Die Sonne scheint am Mittwochmorgen zeitweise so stark, dass sie die Luftballons zum Platzen bringt. „70“ steht auf den Ballons. Es ist die Anzahl an Jahren, die seit der Eröffnung des Eiscafé Italia an der Friedrichshafener Promenade vergangen sind. Im frisch renovierten Innenraum der Gastronomie hängen Fotografien, die das Café in vergangenen Zeiten zeigen.

Am 3. Mai 1953 wurde hier laut Ivan Bottecchia, einem der heutigen Inhaber, das erste Mal Eis verkauft. Die ursprünglichen Pächter, das Ehepaar Pra Mio, kamen aus demselben Tal in den Dolomiten wie Bottecchia, dem Val Di Zoldo. „Das ist das Tal, in dem das Eis entstand“, sagt Bottecchia. Ein Großteil der italienischen Gelatieri, also Eismacher, die in Deutschland leben, stammt aus dem Tal, heißt es. Es war Bottecchia wichtig, die Jubiläums-Feier des Eiscafés auf den Tag genau 70 Jahre nach Eröffnung zu legen, sagt er.

Ebenfalls aus dem Val di Zoldo stammt Dimitri Panciera, ein Freund Bottecchias – und Weltrekordhalter im Stapeln von Eiskugeln auf einer Waffel, zertifiziert von Guinness World Records. Zur Feier des Tages versucht der Italiener, an der Häfler Promenade seinen Rekord zu brechen. Allerdings inoffiziell, denn die Rekordwächter von Guinness konnten nicht erscheinen.
Fünf Kugeln mehr
Vor dem Eiscafé Italia will Panciera 130 Kugeln stapeln und seinen Rekord damit um fünf Kugeln übertreffen. Im Laufe des Vormittags akquiriert Sven Rautenberg, der die Veranstaltung moderiert und kommentiert, immer mehr Zuschauer auf der Promenade. „Um 12 Uhr haben wir hier Weltrekordversuch im Eiskugelstapeln“, sagt er in ein Mikrofon und der Satz klingt offensichtlich kurios genug, um Passanten und Passantinnen zum Stehenbleiben zu bewegen.
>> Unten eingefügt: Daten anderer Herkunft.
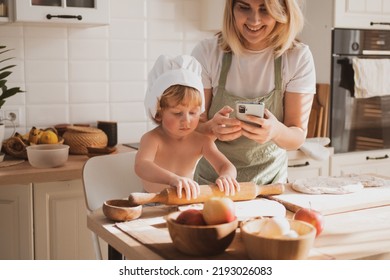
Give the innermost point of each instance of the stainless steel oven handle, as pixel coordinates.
(300, 165)
(376, 158)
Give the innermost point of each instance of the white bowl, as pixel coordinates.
(47, 155)
(277, 248)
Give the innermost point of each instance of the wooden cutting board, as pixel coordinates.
(328, 204)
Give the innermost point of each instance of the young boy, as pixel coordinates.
(169, 153)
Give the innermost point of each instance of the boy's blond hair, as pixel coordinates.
(289, 23)
(177, 95)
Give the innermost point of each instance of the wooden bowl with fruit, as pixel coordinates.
(204, 232)
(277, 238)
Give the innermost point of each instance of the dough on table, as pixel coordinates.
(327, 185)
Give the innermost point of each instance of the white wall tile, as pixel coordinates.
(46, 115)
(127, 71)
(165, 30)
(127, 91)
(158, 47)
(47, 93)
(88, 113)
(46, 71)
(127, 50)
(128, 9)
(97, 32)
(46, 49)
(129, 29)
(88, 49)
(89, 71)
(88, 92)
(163, 9)
(131, 132)
(128, 112)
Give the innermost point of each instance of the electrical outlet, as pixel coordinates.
(12, 117)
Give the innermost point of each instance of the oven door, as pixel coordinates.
(357, 124)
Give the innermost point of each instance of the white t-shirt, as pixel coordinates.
(252, 74)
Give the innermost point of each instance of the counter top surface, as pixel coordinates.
(361, 234)
(24, 173)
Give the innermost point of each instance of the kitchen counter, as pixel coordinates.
(362, 234)
(24, 173)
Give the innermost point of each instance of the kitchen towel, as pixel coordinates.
(371, 77)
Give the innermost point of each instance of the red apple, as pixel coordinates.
(312, 217)
(191, 217)
(218, 210)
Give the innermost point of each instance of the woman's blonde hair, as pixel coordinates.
(175, 95)
(289, 23)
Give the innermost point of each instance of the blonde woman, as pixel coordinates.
(256, 58)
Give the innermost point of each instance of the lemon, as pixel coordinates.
(48, 137)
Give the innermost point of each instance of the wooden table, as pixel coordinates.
(363, 234)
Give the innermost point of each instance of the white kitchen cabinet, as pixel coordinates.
(4, 18)
(374, 161)
(301, 166)
(78, 12)
(60, 221)
(16, 219)
(366, 14)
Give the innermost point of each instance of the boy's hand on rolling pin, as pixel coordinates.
(190, 187)
(227, 184)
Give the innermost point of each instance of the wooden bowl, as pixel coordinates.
(278, 248)
(121, 210)
(200, 240)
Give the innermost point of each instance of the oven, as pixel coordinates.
(358, 124)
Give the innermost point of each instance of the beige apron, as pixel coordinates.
(260, 163)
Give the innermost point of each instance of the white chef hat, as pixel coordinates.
(168, 71)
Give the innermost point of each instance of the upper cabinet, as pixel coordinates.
(365, 14)
(4, 11)
(80, 12)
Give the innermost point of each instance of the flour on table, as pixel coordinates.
(327, 185)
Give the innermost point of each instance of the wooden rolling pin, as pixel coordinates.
(249, 190)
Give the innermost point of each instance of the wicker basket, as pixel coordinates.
(79, 138)
(16, 147)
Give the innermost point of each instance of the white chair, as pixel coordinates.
(108, 177)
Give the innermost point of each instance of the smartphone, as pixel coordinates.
(254, 109)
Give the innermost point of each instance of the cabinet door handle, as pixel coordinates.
(375, 158)
(300, 164)
(379, 23)
(49, 16)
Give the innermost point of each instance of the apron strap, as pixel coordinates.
(226, 62)
(278, 73)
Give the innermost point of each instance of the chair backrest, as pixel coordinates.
(109, 177)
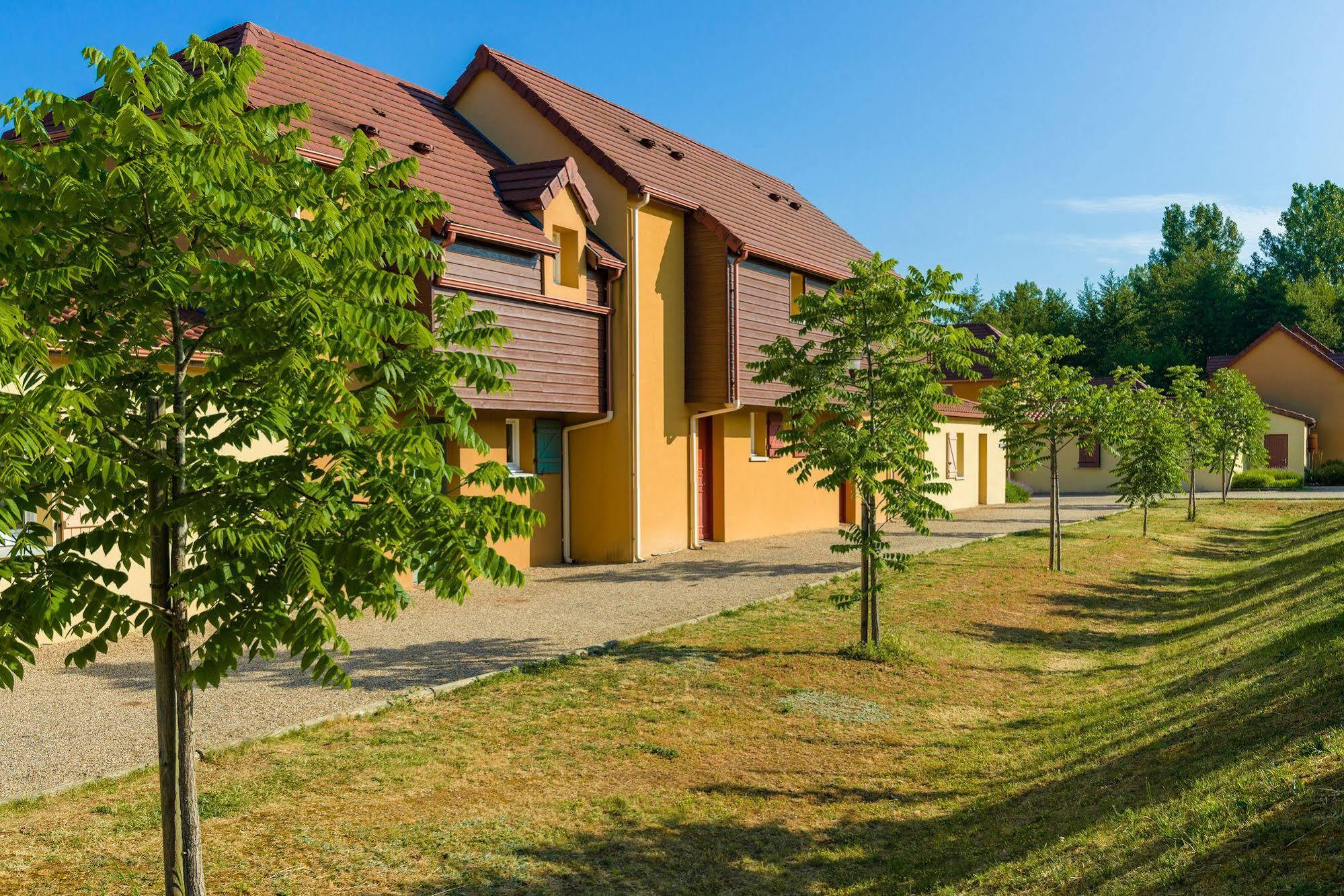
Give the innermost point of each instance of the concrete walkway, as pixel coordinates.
(65, 726)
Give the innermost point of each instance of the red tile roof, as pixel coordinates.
(746, 207)
(961, 409)
(1335, 359)
(453, 159)
(535, 184)
(1296, 415)
(986, 333)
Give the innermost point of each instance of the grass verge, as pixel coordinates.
(1163, 717)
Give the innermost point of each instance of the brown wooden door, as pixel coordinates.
(1277, 446)
(705, 487)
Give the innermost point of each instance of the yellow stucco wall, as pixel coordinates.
(760, 497)
(1296, 432)
(967, 488)
(600, 457)
(1290, 375)
(664, 417)
(543, 548)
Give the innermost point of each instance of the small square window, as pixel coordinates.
(566, 263)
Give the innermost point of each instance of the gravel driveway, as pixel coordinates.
(65, 726)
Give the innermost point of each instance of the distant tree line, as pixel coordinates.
(1193, 297)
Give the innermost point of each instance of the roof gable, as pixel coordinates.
(535, 184)
(748, 208)
(405, 118)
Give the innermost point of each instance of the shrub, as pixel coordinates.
(1261, 479)
(1329, 473)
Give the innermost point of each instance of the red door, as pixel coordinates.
(705, 487)
(1277, 448)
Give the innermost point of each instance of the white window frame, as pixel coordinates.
(8, 538)
(956, 457)
(514, 445)
(752, 444)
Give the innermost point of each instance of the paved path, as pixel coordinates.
(63, 726)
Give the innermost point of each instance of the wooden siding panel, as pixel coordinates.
(762, 316)
(706, 316)
(495, 266)
(558, 354)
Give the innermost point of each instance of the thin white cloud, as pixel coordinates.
(1119, 243)
(1251, 219)
(1127, 204)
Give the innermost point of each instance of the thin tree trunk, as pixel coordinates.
(194, 875)
(874, 575)
(863, 577)
(165, 687)
(1054, 489)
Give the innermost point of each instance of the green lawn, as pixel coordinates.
(1167, 715)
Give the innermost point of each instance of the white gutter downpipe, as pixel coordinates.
(734, 395)
(633, 274)
(565, 477)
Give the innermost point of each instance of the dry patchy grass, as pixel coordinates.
(1166, 715)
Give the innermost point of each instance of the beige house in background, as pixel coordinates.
(1303, 379)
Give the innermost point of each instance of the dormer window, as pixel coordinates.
(797, 286)
(566, 266)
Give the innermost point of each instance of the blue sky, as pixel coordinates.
(1003, 140)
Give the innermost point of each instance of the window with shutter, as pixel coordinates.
(549, 446)
(773, 445)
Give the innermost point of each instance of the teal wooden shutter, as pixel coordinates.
(547, 446)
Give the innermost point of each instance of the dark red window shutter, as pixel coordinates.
(773, 445)
(1089, 452)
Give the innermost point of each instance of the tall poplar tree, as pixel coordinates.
(218, 362)
(865, 379)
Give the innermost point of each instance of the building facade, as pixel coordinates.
(639, 273)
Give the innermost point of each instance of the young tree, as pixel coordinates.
(1143, 430)
(1042, 407)
(865, 401)
(246, 397)
(1187, 395)
(1240, 422)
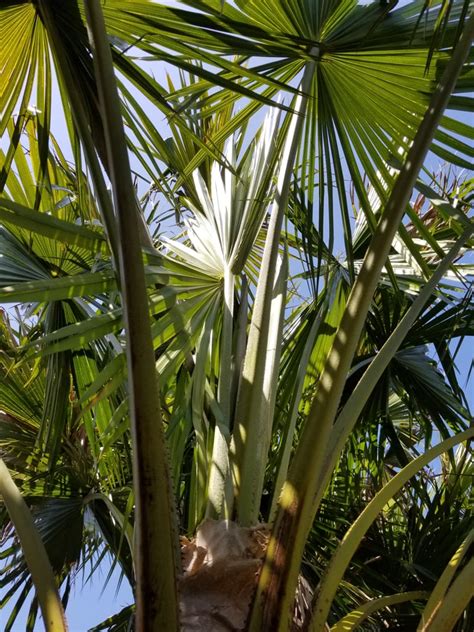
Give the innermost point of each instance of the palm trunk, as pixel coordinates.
(157, 552)
(297, 507)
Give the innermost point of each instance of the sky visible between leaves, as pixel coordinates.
(92, 602)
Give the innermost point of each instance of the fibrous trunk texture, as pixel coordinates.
(221, 568)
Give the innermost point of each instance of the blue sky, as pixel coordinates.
(92, 603)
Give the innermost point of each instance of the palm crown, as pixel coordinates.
(296, 384)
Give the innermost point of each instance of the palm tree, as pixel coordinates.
(296, 394)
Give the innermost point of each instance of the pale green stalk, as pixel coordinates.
(341, 559)
(279, 577)
(439, 591)
(250, 420)
(34, 552)
(355, 618)
(220, 453)
(287, 441)
(352, 409)
(454, 602)
(157, 552)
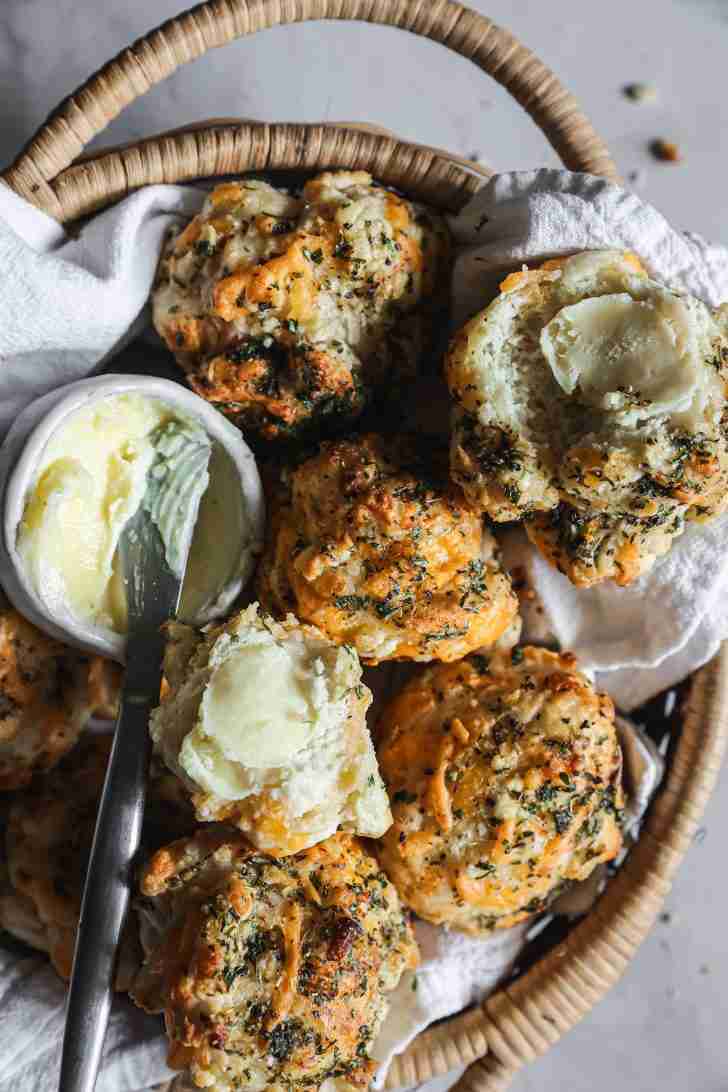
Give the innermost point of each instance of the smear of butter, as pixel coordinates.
(631, 357)
(267, 701)
(96, 471)
(91, 481)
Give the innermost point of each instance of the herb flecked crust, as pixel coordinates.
(504, 778)
(271, 973)
(379, 552)
(289, 311)
(601, 500)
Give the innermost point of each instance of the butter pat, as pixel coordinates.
(265, 725)
(110, 457)
(631, 357)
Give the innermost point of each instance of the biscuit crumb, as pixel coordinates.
(666, 151)
(640, 92)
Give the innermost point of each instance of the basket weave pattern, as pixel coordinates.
(523, 1020)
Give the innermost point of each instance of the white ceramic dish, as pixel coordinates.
(22, 451)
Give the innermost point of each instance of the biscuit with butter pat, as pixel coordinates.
(591, 401)
(264, 724)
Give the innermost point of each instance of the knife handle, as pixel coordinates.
(109, 877)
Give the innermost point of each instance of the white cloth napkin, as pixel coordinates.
(69, 303)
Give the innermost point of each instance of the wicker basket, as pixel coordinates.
(523, 1020)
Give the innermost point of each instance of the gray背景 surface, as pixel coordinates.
(664, 1025)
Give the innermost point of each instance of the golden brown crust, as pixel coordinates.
(605, 491)
(283, 310)
(47, 695)
(270, 973)
(504, 782)
(381, 557)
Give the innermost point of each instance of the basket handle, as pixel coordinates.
(157, 55)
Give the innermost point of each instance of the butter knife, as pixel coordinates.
(153, 593)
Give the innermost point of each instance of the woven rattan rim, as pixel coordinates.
(523, 1020)
(156, 56)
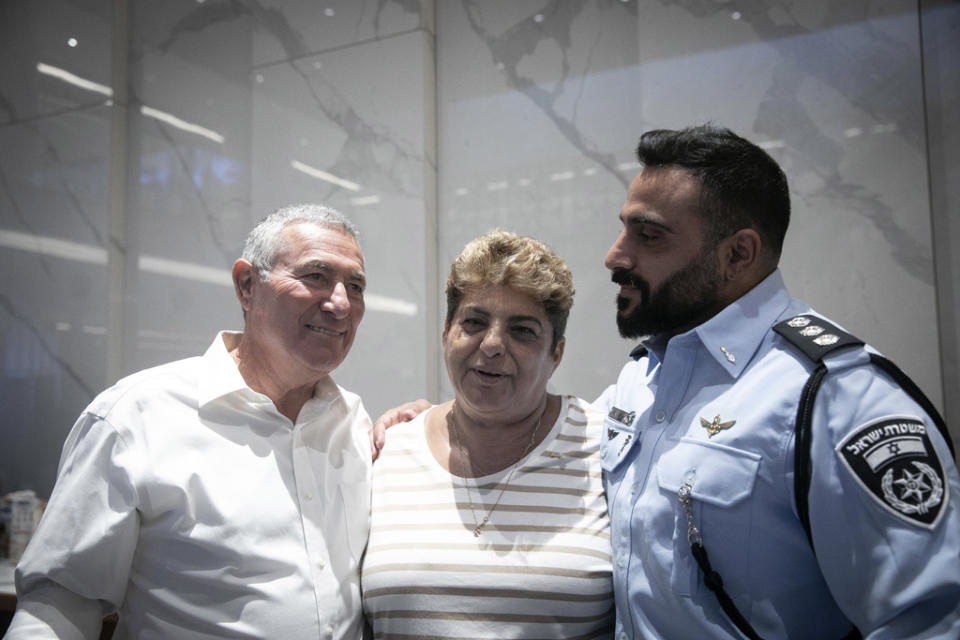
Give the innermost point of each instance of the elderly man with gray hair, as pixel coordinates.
(226, 495)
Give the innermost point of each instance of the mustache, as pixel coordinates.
(625, 278)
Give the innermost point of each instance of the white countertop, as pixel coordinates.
(6, 578)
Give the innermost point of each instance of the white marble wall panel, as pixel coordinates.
(833, 90)
(347, 128)
(940, 24)
(53, 230)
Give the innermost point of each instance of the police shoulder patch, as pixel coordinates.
(892, 459)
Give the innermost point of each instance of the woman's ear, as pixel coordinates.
(558, 353)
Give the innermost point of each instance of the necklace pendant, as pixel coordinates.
(479, 528)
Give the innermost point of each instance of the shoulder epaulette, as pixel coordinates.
(817, 337)
(814, 336)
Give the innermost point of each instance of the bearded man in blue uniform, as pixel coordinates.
(700, 441)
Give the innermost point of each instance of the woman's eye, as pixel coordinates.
(525, 332)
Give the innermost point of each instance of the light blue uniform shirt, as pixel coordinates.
(891, 576)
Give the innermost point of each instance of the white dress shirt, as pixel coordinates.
(189, 504)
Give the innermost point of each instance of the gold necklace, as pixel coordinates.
(480, 524)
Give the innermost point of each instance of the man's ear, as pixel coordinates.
(740, 253)
(244, 277)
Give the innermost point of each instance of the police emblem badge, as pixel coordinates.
(894, 460)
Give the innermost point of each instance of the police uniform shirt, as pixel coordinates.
(714, 409)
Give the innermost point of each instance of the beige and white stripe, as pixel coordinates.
(541, 568)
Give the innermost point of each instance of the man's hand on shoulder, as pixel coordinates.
(403, 413)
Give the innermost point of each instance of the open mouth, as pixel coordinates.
(323, 330)
(489, 375)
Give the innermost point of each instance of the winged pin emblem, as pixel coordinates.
(715, 427)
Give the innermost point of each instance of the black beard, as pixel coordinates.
(684, 300)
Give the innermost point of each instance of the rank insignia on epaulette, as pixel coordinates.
(893, 459)
(815, 336)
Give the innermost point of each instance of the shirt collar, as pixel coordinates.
(221, 376)
(732, 336)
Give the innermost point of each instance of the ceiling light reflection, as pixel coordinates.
(79, 252)
(323, 175)
(181, 124)
(363, 201)
(75, 80)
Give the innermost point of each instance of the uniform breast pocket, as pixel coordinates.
(722, 480)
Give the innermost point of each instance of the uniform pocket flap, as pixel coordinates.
(719, 475)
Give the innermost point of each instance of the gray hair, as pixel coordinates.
(264, 242)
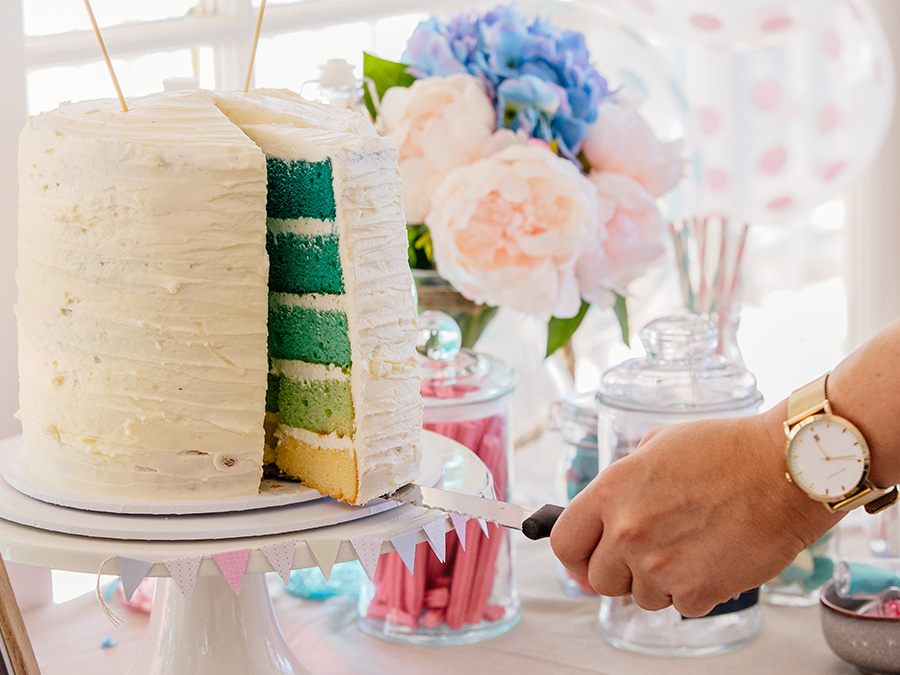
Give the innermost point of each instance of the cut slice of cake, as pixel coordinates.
(342, 356)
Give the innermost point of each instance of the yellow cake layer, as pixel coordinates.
(331, 471)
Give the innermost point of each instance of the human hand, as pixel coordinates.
(697, 514)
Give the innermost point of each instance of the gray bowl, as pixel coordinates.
(871, 643)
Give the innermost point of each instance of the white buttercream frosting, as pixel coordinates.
(143, 293)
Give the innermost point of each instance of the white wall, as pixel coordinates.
(873, 261)
(12, 117)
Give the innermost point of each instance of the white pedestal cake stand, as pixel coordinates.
(215, 631)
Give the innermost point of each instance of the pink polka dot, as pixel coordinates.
(780, 204)
(773, 160)
(709, 121)
(717, 180)
(829, 118)
(833, 170)
(766, 95)
(776, 23)
(706, 22)
(831, 44)
(644, 5)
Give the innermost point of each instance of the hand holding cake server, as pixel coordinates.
(705, 510)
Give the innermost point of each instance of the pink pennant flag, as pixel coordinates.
(325, 553)
(184, 572)
(368, 551)
(405, 545)
(436, 534)
(459, 524)
(132, 572)
(233, 564)
(281, 557)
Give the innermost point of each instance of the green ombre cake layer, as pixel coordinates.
(309, 341)
(343, 407)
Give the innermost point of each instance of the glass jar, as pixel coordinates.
(472, 596)
(680, 379)
(576, 425)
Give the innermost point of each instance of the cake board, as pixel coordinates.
(218, 631)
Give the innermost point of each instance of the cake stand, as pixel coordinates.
(217, 631)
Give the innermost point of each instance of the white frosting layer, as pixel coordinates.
(305, 227)
(143, 291)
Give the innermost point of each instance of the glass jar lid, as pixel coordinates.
(681, 373)
(451, 375)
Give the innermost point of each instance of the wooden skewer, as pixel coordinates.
(16, 644)
(262, 9)
(112, 73)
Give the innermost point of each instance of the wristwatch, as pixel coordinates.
(827, 456)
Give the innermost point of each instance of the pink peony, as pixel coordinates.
(620, 141)
(439, 123)
(629, 242)
(508, 228)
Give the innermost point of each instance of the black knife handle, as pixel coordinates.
(539, 523)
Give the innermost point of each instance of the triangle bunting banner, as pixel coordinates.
(281, 557)
(184, 572)
(233, 564)
(368, 551)
(325, 553)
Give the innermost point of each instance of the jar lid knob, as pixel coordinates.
(684, 337)
(438, 336)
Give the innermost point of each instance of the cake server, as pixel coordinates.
(534, 523)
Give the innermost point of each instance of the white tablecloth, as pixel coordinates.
(557, 634)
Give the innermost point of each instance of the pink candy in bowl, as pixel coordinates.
(862, 629)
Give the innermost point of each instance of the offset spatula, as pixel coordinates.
(534, 523)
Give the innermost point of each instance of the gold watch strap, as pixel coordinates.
(812, 398)
(807, 400)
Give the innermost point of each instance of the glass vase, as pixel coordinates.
(436, 293)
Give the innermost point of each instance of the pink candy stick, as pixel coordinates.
(484, 581)
(463, 578)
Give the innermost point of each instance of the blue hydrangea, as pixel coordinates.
(540, 78)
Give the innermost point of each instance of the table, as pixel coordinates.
(557, 633)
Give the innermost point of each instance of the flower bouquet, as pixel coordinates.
(526, 184)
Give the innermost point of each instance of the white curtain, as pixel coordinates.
(873, 247)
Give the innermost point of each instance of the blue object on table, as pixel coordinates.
(346, 578)
(854, 578)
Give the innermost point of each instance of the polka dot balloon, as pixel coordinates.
(733, 24)
(642, 76)
(783, 129)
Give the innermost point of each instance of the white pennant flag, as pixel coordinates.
(459, 524)
(281, 557)
(436, 534)
(405, 545)
(184, 572)
(132, 572)
(368, 551)
(325, 553)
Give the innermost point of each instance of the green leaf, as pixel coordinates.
(621, 311)
(560, 331)
(384, 74)
(421, 248)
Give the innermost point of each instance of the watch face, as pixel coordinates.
(827, 457)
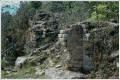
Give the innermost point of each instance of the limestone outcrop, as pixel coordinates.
(85, 41)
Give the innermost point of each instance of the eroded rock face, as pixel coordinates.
(87, 41)
(53, 73)
(43, 29)
(20, 61)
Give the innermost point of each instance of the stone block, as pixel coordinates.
(60, 35)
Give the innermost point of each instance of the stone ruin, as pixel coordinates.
(81, 43)
(42, 25)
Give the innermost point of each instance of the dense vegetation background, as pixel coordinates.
(14, 27)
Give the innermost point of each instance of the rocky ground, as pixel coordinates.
(80, 51)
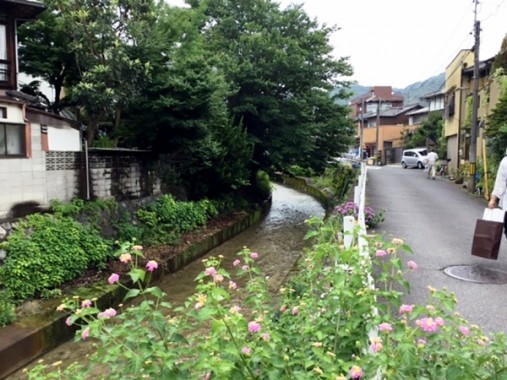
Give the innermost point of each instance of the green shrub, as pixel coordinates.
(165, 220)
(337, 180)
(98, 214)
(263, 184)
(7, 309)
(46, 251)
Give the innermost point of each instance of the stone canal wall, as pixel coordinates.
(29, 338)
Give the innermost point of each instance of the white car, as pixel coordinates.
(412, 158)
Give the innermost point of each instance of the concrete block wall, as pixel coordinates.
(113, 174)
(23, 180)
(121, 175)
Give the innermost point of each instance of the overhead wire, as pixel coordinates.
(438, 65)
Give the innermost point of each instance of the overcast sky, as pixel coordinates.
(399, 42)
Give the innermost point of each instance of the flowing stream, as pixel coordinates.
(278, 239)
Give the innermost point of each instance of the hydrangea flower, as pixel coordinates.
(151, 265)
(113, 278)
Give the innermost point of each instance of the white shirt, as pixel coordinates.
(500, 189)
(432, 158)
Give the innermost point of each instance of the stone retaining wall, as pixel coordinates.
(27, 339)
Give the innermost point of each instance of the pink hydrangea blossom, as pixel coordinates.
(235, 309)
(113, 278)
(151, 265)
(254, 327)
(376, 345)
(406, 309)
(356, 372)
(86, 333)
(385, 327)
(108, 313)
(218, 278)
(427, 324)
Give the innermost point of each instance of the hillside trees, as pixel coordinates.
(205, 149)
(220, 90)
(280, 64)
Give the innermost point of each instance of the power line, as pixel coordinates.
(437, 68)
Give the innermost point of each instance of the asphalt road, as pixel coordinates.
(436, 218)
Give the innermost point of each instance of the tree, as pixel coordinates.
(45, 51)
(429, 133)
(106, 37)
(280, 63)
(184, 112)
(496, 126)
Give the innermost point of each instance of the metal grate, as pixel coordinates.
(476, 273)
(64, 160)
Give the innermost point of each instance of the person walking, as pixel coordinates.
(432, 160)
(499, 193)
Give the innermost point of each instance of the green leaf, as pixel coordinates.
(132, 293)
(137, 274)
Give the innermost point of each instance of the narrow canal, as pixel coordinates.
(278, 239)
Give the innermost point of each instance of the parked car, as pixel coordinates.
(414, 158)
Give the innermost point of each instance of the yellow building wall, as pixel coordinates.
(386, 133)
(453, 85)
Neben den zufällig Vorbeilaufenden gibt es einige Stammgäste des Cafés, die der Jubiläumsfeier im Außenbereich sitzend beiwohnen. Eine davon ist Sonia Marcada: „Ich komme schon immer hier her.“ Glaubt sie, dass Panciera seinen Rekord brechen kann? „Ich bin skeptisch, das ist zu viel Eis. Das schmilzt gleich.“ Hans und Manuela Schmid sind geteilter Meinung: Er hat Vertrauen in Panciera, sie nicht. Eine weitere Frau im Publikum zeigt auf die Waffel in ihrer Hand und sagt: „Ich habe mir vorhin ein Eis bestellt, da ist dem Servierer die Waffel schon bei einer Kugel kaputt gegangen.“
Dimitri Panciera zeigt sich im Vorfeld unbeeindruckt: „Das schaffe ich zu 100 Prozent“, sagt er. Um kurz nach 12 Uhr geht es los. Panciera steht mit Ivan Bottecchia unter dem Vordach des Eiscafé Italia, vor ihm zwei große Schalen mit Erdbeereis. In der einen Hand hat er eine Waffel, in der anderen einen Eisportionierer. Um Panciera herum hat sich ein großer Halbkreis an Menschen gebildet. Dann geht es los und das Publikum zählt laut mit: eins, zwei, drei, vier... Anfangs scheint es unmöglich, auf einer kleinen Waffel so viel Eis zu stapeln, aber der Berg wächst erstaunlich schnell.
Nach etwa zehn Kugeln wechselt Panciera zu einem zweiten Eisportionierer, Bottecchia assistiert ihm dabei und spült den abgelegten Portionierer kurz ab. So wird der Eisberg immer größer, 60, 70, 80 Kugeln stapelt Panciera. Und schließlich setzt er die 130. auf die unförmige Maße in seiner Hand. Nun gilt es, Waffel und Eis zehn Sekunden lang zu halten, das Publikum zählt herunter.
Vier Kilogramm Eis auf einer Waffel
Zu keinem Zeitpunkt wirkt Panciera unsicher, nur etwas angestrengt vom Gewicht des Eises. Vier Kilogramm, schätzt er, trägt er auf der Waffel. Als die zehn Sekunden vergangen sind, lässt Panciera das Eis zurück in die Schalen vor sich fallen. „Danke, gut. Hat geklappt“, sagt er im Anschluss erstaunlich bescheiden auf die Frage, wie es ihm geht. Seinen Rekord hat er damit gebrochen – das kann zwar Guinness World Records nicht bezeugen, aber immerhin das Häfler Publikum.